Al het voorgaande betekent dat de vorderingen in de hoofdzaak zullen worden afgewezen.
De proceskosten
3.8.
[eiser] zal als de in het ongelijk gestelde partij in de proceskosten van de hoofdzaak en in het incident worden veroordeeld.
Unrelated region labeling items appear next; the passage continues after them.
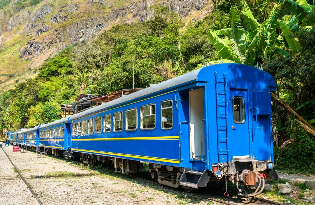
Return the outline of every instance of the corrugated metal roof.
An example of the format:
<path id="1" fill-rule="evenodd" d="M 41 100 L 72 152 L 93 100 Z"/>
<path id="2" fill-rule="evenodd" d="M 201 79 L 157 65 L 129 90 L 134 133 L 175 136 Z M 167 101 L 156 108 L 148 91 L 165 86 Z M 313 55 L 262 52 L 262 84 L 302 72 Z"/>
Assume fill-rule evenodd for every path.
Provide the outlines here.
<path id="1" fill-rule="evenodd" d="M 149 87 L 129 95 L 123 95 L 121 98 L 117 98 L 112 101 L 103 103 L 91 109 L 72 115 L 69 120 L 72 121 L 80 118 L 86 115 L 96 112 L 109 107 L 117 105 L 119 104 L 126 103 L 145 95 L 149 95 L 156 92 L 161 91 L 176 85 L 185 84 L 196 80 L 198 73 L 200 71 L 199 69 L 189 73 L 186 73 L 173 78 L 162 82 L 152 87 Z"/>

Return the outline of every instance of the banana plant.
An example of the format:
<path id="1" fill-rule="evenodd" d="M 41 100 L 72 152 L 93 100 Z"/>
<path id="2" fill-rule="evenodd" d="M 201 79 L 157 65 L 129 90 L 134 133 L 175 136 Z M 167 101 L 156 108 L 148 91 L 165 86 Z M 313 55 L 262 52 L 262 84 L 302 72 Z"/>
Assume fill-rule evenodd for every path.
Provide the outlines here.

De kosten aan de zijde van [gedaagde] c.s. worden begroot op:
- -
vast recht EUR 4.667,00
- -
salaris procureur 5.000,00 (2,5 punten × tarief EUR 2.000,00)
Totaal EUR 9.667,00
4. De beslissing
De rechtbank
In het incident
4.1.
wijst de vordering af
In de hoofdzaak
4.2.
wijst de vorderingen af,
In het incident en in de hoofdzaak
4.3.
veroordeelt [eiser] in de proceskosten, aan de zijde van [gedaagde] c.s. tot op heden begroot op EUR 9.667,00,
4.4.
verklaart dit vonnis wat betreft de kostenveroordeling uitvoerbaar bij voorraad.
Dit vonnis is gewezen door mr. F.J. de Vries en in het openbaar uitgesproken op 11 april 2007.